Un
buen día, a la vista de mis nefastos resultados clínicos y al constante aumento
de peso el bueno del doctor me recomendó a la endocrina del Centro por si tenía
problemas con las hormonas, los ganglios o cualquier otra víscera de mi
interior.
La
fui a ver. Tras una primera revisión llego a la conclusión que no tenía nada
dentro de su rama. Era, eso sí, viejo, gordo y feo. En su opinión todos mis
males radicaban en la ya lentitud de mi organismo y en la serie de medicamentos
que, para controlar el corazón, me había recetado su amigo y compañero, mi
cardiólogo del alma, perdón, del corazón.
Soledad
Garcialope del Rio, morena, rizosa y muy habladora, tras mi primera visita se
convirtió en la nutricionista familiar con la idea de mi mujer, no de conseguir
una apolínea figura, pero si mantener un peso ideal de acuerdo a su edad y
características físicas.
Cada
tres meses la visitábamos. Siguiendo una rutina, casi germánica, nos medía,
pesaba, evaluaba los ensayos clínicos y
terminaba diciéndome que, para mi edad, dale con la edad, estaba bien, que más
quería. Todo eso acompañado de una clase
teórico-práctica sobre el funcionamiento del hígado, el páncreas o los riñones,
el porqué de la subida del azúcar o la repentina aparición nocturna de
agarrotamientos en gemelos y dorsales.
La
doctora nos iba, consulta tras consulta, contándonos su vida. Había tenido
cinco parejas, la primera, como yo, Ingeniero de Minas, la ultima un especialista
en coches que se dormía viendo la televisión y que en su opinión terminaría con
una grave afección lumbar. Tenía mala suerte con los hombres. Entre uno y otro
vivía con su padre, abogado ya jubilado, aficionado al gin tónic, al vino
tinto, los aperitivos y la tortilla de patatas.
Ante
mis ojitos curiosos, no críticos como los de mi señora esposa que también la
visitaba, al margen de las lecciones de medicina popular, Soledad solía
mostrarnos retazos aislados de su hermosa anatomía.
Un
buen día al recoger no se papeles de la
mesa posterior, su bata blanca ascendió de forma inusitada dejando al
descubierto toda la longitud de sus piernas, casi hasta poder ver unas
inexistentes braguitas, otro, comentando
los desarreglos alimenticios que tenía por vivir con su padre, se medió
desabrocho la blusa para enseñarnos la tripita y de paso constatar que no
llevaba sujetador, por último tras la ruptura con uno de sus hombres presumió
de delgadez separándose y bajándose el pantalón
—Mira cuanta cintura he perdido—
Comentó
a mi mujer.
Yo
vi cintura, ombligo y otras cosas.
Soledad
era más que un galeno una curiosidad médica y humana.
Teníamos
cita para el 19 de Marzo y por culpa del maldito coronavirus hubo que eliminarla.
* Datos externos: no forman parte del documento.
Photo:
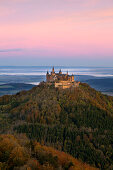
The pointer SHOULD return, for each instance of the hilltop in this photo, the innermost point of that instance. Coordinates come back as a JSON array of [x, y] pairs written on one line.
[[78, 121]]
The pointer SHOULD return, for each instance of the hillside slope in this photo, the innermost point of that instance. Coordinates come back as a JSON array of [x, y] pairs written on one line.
[[78, 121], [20, 153]]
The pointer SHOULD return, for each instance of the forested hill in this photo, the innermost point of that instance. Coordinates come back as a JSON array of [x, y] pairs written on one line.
[[78, 121]]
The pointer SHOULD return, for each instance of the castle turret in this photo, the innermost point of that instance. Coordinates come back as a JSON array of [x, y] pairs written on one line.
[[53, 70], [60, 72]]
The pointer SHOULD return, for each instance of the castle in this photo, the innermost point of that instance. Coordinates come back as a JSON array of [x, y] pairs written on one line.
[[61, 80]]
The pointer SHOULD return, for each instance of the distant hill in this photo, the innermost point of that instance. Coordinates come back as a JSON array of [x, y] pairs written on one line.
[[13, 88], [78, 121], [101, 84]]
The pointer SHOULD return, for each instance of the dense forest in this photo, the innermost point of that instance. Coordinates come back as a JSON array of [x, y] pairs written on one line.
[[78, 121], [20, 153]]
La doctora nos envió un correo, nos recomendó que nos cuidáramos y que, cuando
pasase todo, nos volveríamos a ver.
Ahora
me dedico a nada. Llevo treinta días en cuarentena sin salir, sin tomar una
copita en el bar, sin pasear. Hasta sin leer pues las preocupaciones del día
posterior, si es que llega, me impiden concéntrame. Paso las horas mirando, no
viendo, el ordenador, cocinando, haciendo nuevas recetas, ojeando correos y
WhatsApp, viendo periódicos e intentando creer lo que el gobierno nos cuenta. Aún
recuerdo a nuestra Ministra Montero en la manifestación del 8 de Marzo diciendo
que no pasaba nada y dando besitos y abrazos a todo bicho viviente.
En
esta situación física, emocional y humana recibí, entre el montón de
correspondencia que saturaba el ordenador, una nota de mi aseguradora médica
privada en la que “on line” me continuaba ofreciendo sus servicios.
“En estos
momentos tan excepcionales la compañía quiere acompañar a sus asegurados para
que no tengan que desplazarse por motivo médico y, por ello les recordamos que:
.-Instale ahora
en su móvil la App siguiente entrada para familiarizarse con sus servicios y en
caso de necesidad podrá:
•
Consultar dudas sobre
coronavirus por chat
•
Chequear sus
síntomas automáticamente con Digital Doctor y si persisten las dudas, chatear
con un médico DKV sobre ello.
•
Programar una
cita médica para consultar desde su móvil por videoconferencia o voz, con las
especialidades de Traumatología, Ortopedia, Pediatría, Ginecología,
Obstetricia, Comadrona, Dermatología, Endocrinología, Nutrición, Psicología y
Coach.
•
Guardar los
informes médicos o imágenes para que el especialista pueda verlos durante la
consulta.
.-Registre en su
agenda el número siguiente…..,
de consulta telefónica con el "Médico 24 horas" desde el que le asesorará o resolverá el caso según
los protocolos médicos actuales.”
Casi
de forma inmediata apareció el correo de Soledad. Se ofrecía, durante el
confinamiento, a seguir, vía telemática, con sus consultas. Me daba cita para
analizar, por este medio, los últimos análisis clínicos que tenía en su poder.
Si
estaba de acuerdo podía contactar con ella y me enviaría las claves y horas en
las que podernos ver.
Era
una novedad insospechada. Le dije que sí y me envió entradas y contraseñas para
la conexión.
14
de Abril. Celebración de la Segunda República. Cinco de la tarde hora de la
interconexión médica. Por los nervios, la novedad o mi desconocimiento, abrí el ordenador e
introduje las claves con bastante antelación. El ingreso fue casi inmediato. En
la pantalla surgió la vista general de una silla y por fondo una habitación
medio vacía. Una puerta, un pasillo y como cierre un armario acristalado.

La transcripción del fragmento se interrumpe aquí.